Osteogenic properties of hydrophilic and hydrophobic titanium surfaces evaluated with osteoblast-like cells (MG63) in coculture with human umbilical vein endothelial cells (HUVEC)

Abstract

Objectives

Osteogenesis on titanium (Ti) surfaces is a complex process involving cell–substrate and cell–cell interaction of osteoblasts and endothelial cells. The aim of this study was to investigate the osteogenic properties of Ti surfaces on osteoblasts in the presence of endothelial cells (ECs).

Methods

Osteoblast-like cells (MG63 cells) and human umbilical vein endothelial cells (HUVECs) were grown in cocultures on four kinds of Ti surfaces: acid-etched (A), coarse-grit-blasted and acid-etched (SLA), hydrophilic A (modA) and hydrophilic SLA (modSLA) surfaces. MG63 cells in single cultures served as controls. Cell ratios and cell types in cocultures were determined and isolated using flow cytometry. Cell numbers were obtained by direct cell counting. In MG63 cells, alkaline phosphatase (ALP) activity was determined and protein levels of osteocalcin (OC) and osteoprotegerin (OPG) were detected with enzyme-linked immunosorbant assay (ELISA). The mRNA levels of ALP, OC and OPG of sorted MG63 cells were determined with real time polymerase chain reaction (PCR).

Results

MG63 cells proliferated in the presence of HUVECs, which showed higher cell numbers on Ti surfaces (A, SLA, modSLA) after 72 h, and lower cell numbers on Ti surfaces (modA, SLA, modSLA) after 120 h in comparison to single cultures. Protein and mRNA levels of ALP and OPG were higher in cocultures than in single cultures, while OC exhibited a lower expression. These three parameters were higher expressed on modA, SLA and modSLA surfaces compared to A surfaces.

Significance

Cocultures of osteoblasts and endothelial cells represent the most recently developed research model for investigating osteogenesis and angiogenesis which play both a major role in bone healing. This paper investigates for the first time the osteogenic properties of titanium surfaces used for dental implants with a coculture system with osteoblast-like cells and endothelial cells: (1) In cocultures with ECs (HUVECs) osteoblast-like cells (MG63 cells) show enhanced expression of early differentiation markers and osteogenic factors on Ti surfaces compared to single cultures of MG63 cells. (2) The differentiation and the expression of an osteogenic phenotype of osteoblast-like cells (MG63 cells) in coculture with ECs (HUVECs) is enhanced by both hydrophilicity and roughness of Ti surfaces.

Introduction

Wound healing around endosseous titanium (Ti) implant surfaces is principally a series of molecular and cellular events involving protein absorption, cytokine release from immune cells, angiogenesis, recruitment and migration of osteogenic cells, cell adhesion, cell–surface interaction, cell–cell interaction, differentiation, extracellular matrix formation and mineralization . Subsequently, bone bonding or osteointegration is formed with contact osteogenesis and distant osteogenesis .Albrektsson et al. emphasized surface structure as one of the six key factors for the success of endosseous implants. In the last 20 years, a huge number of experimental studies have demonstrated that the early bone response is profoundly influenced by surface properties, such as topography, roughness, surface energy and hydrophilicity . A substantial body of evidence has been accumulated with the development of endosseous implant surface investigations resulting in a higher clinical success rate. However, the search for an optimal surface especially for compromised conditions and acceleration of the healing period is still underway. The mechanisms behind the bone response to surface properties remain unclear to a certain degree.

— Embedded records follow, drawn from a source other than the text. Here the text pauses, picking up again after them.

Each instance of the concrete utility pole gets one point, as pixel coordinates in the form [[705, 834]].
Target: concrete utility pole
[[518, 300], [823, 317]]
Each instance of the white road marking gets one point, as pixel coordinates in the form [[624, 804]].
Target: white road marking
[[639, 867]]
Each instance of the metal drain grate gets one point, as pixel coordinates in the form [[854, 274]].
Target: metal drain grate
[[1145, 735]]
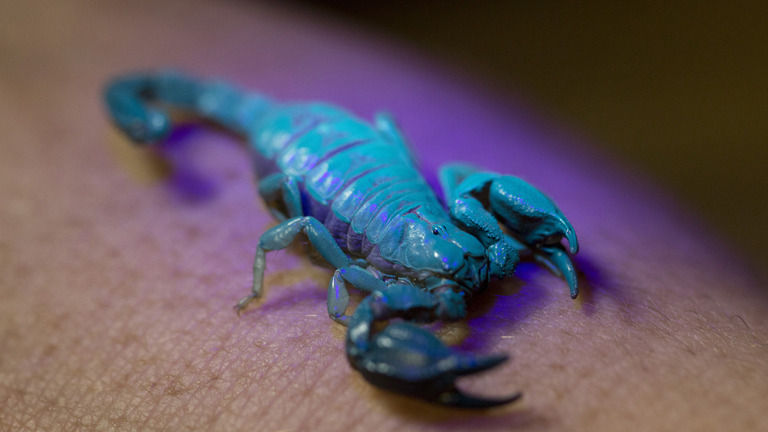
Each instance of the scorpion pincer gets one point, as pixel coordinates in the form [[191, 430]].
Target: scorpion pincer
[[354, 190]]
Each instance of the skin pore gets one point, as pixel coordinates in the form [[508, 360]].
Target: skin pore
[[119, 267]]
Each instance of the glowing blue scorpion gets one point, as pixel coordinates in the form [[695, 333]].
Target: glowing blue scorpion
[[354, 190]]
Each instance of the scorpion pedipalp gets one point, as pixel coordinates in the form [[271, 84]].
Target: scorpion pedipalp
[[482, 202], [408, 359]]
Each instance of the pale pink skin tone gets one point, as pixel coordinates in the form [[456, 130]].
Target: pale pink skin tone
[[117, 283]]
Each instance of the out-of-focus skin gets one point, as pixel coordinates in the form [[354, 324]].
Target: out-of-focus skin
[[117, 278]]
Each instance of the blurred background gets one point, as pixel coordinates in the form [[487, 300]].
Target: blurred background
[[678, 90]]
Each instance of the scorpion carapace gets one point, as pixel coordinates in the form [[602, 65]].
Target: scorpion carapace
[[354, 190]]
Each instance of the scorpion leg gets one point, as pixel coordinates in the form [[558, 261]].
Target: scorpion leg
[[282, 235], [479, 201], [281, 193], [404, 358], [338, 295]]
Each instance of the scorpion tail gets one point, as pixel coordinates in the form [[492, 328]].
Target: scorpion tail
[[135, 100]]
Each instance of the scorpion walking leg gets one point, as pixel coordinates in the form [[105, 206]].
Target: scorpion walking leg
[[280, 236], [338, 295], [407, 359], [281, 193]]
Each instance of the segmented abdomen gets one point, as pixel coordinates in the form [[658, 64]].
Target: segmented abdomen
[[353, 178]]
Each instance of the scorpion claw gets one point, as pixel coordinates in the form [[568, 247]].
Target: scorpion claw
[[409, 360], [557, 260], [462, 400]]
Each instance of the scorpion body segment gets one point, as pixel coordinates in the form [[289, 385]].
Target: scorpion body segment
[[354, 190]]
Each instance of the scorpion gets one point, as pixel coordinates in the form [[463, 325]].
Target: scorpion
[[354, 190]]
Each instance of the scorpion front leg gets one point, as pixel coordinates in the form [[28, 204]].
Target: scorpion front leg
[[407, 359], [282, 235], [479, 201]]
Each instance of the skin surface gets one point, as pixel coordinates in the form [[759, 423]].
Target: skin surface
[[118, 275]]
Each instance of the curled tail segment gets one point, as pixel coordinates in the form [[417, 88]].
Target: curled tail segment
[[135, 102]]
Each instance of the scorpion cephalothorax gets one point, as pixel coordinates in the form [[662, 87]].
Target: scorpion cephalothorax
[[354, 190]]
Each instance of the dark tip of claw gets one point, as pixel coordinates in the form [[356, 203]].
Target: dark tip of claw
[[459, 399]]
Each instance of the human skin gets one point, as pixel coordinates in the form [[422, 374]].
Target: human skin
[[119, 266]]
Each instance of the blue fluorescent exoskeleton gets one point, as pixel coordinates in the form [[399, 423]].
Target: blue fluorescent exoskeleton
[[353, 188]]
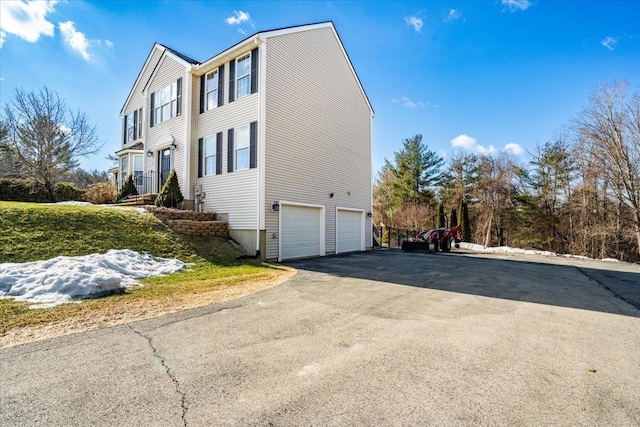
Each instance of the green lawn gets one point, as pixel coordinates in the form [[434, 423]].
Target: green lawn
[[31, 232]]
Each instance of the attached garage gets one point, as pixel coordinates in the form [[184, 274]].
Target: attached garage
[[349, 230], [301, 231]]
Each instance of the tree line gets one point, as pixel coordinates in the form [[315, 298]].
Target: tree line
[[577, 193]]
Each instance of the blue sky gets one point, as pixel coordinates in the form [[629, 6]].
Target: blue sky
[[480, 76]]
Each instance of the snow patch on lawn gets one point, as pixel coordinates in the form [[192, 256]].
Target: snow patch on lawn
[[61, 279], [507, 249]]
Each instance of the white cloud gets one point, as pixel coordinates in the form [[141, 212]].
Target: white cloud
[[406, 102], [26, 20], [513, 5], [514, 148], [454, 15], [75, 39], [609, 42], [238, 17], [415, 22], [470, 144]]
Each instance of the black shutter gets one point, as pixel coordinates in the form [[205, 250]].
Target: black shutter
[[254, 70], [200, 157], [152, 113], [232, 80], [253, 130], [135, 124], [230, 150], [202, 83], [179, 97], [218, 153], [124, 130], [221, 85]]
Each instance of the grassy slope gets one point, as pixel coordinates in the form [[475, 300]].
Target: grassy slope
[[31, 232]]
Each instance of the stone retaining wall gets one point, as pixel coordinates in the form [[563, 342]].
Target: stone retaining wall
[[199, 228], [191, 222]]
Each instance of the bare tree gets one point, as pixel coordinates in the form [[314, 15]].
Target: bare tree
[[46, 137], [609, 128]]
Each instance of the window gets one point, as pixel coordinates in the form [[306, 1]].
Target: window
[[211, 90], [209, 153], [242, 148], [140, 121], [243, 75], [137, 170], [130, 123], [124, 167], [165, 103]]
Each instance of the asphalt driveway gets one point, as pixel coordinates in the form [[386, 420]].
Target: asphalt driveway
[[382, 338]]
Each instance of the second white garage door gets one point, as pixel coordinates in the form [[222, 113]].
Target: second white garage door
[[349, 230], [301, 231]]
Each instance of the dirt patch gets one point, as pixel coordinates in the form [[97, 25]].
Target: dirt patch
[[138, 310]]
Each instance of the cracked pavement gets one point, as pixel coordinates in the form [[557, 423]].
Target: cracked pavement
[[382, 338]]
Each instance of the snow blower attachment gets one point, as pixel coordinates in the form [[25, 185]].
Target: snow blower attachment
[[434, 240]]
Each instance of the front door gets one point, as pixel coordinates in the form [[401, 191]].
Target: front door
[[165, 166]]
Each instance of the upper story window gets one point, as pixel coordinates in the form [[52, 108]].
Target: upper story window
[[211, 90], [209, 153], [132, 126], [124, 167], [242, 148], [166, 102], [243, 75]]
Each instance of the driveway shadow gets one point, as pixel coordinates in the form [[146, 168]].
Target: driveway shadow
[[585, 285]]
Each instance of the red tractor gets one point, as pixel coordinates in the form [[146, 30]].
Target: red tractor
[[434, 240]]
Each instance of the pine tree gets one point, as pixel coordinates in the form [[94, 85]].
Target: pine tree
[[170, 195], [128, 189]]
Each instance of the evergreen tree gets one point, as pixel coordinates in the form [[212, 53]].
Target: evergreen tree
[[170, 195], [416, 170], [128, 189]]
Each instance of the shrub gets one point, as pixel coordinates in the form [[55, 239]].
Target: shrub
[[170, 195], [22, 190], [65, 191], [128, 189], [101, 193]]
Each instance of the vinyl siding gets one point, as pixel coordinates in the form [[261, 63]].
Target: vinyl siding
[[137, 99], [318, 131], [168, 72], [232, 193]]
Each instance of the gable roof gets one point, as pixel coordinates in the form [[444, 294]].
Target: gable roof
[[261, 35]]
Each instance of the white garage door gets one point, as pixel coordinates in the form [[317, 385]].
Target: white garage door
[[349, 233], [300, 228]]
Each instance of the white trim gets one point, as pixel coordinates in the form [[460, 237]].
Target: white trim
[[363, 221], [186, 113], [306, 205], [261, 141]]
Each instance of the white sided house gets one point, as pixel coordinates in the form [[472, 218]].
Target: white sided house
[[273, 133]]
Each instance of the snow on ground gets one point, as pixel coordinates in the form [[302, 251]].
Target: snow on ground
[[507, 249], [62, 279]]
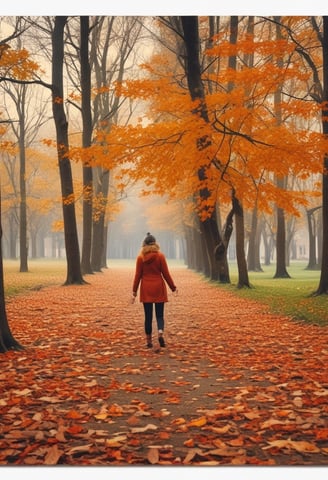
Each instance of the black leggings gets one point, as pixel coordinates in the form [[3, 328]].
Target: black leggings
[[159, 310]]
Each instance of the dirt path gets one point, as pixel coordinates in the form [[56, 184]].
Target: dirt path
[[234, 386]]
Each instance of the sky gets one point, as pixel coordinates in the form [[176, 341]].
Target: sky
[[165, 7]]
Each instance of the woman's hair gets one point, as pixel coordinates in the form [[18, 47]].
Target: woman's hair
[[149, 240]]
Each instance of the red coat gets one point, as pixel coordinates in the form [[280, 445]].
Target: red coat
[[151, 271]]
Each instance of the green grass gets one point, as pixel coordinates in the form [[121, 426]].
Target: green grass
[[287, 296], [290, 296], [41, 273]]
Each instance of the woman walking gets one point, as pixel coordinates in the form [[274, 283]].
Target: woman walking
[[151, 273]]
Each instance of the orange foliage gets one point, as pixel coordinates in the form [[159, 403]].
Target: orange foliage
[[246, 149]]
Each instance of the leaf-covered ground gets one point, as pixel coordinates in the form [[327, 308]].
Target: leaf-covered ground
[[234, 385]]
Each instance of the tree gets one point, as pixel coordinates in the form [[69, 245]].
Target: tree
[[86, 142], [208, 222], [323, 283], [74, 275]]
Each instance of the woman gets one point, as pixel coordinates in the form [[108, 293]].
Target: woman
[[152, 272]]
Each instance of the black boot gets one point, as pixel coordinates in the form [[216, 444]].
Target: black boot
[[161, 340]]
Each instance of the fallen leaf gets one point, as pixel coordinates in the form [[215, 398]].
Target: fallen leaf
[[53, 455], [153, 455], [197, 422], [150, 426]]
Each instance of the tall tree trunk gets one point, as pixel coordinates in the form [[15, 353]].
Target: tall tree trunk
[[7, 341], [23, 247], [281, 271], [323, 283], [86, 142], [312, 264], [208, 226], [101, 193], [74, 275], [253, 256], [243, 280]]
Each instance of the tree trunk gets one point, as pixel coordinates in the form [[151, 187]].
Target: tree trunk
[[281, 271], [323, 283], [98, 245], [23, 247], [7, 341], [312, 264], [74, 275], [253, 256], [208, 226], [86, 142], [243, 280]]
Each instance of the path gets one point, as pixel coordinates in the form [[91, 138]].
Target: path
[[234, 386]]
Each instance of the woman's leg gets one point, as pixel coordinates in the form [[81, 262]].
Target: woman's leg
[[148, 309], [159, 309]]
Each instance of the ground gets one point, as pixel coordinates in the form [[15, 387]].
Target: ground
[[235, 385]]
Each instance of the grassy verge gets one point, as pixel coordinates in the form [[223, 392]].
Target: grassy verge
[[41, 273], [292, 296], [288, 296]]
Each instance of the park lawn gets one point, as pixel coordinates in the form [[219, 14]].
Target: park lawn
[[286, 296], [291, 296], [41, 273]]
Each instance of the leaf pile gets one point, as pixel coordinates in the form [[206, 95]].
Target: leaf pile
[[235, 385]]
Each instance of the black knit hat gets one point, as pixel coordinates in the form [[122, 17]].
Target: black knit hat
[[149, 239]]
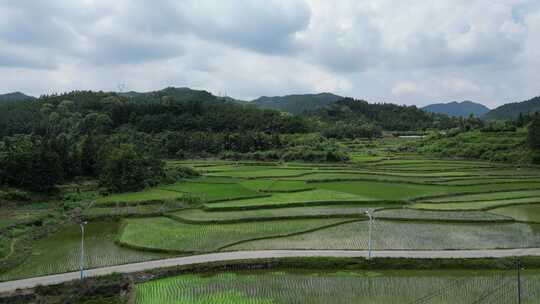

The in vitro cell culture study is a basic strategy to investigate the mechanism of molecular and cellular response to titanium surface properties. In the past 30 years cell migration, adhesion, proliferation and differentiation have been studied with different cell types involved in tissue-integration of titanium surfaces by monoculturing these cells on surfaces with different properties .

However, wound healing around endosseous implants is a complex process involving both cell–surface interaction and cell–cell interaction of the same and different cell types. Bone vascularization plays a pivotal role in osteogenesis . The existence of tight communication between bone forming osteoblasts and vessel forming endothelial cells in osteogenesis is widely accepted . Therefore, it is not reasonable to investigate the mechanism of bone response to surface properties without the participation of endothelial cells.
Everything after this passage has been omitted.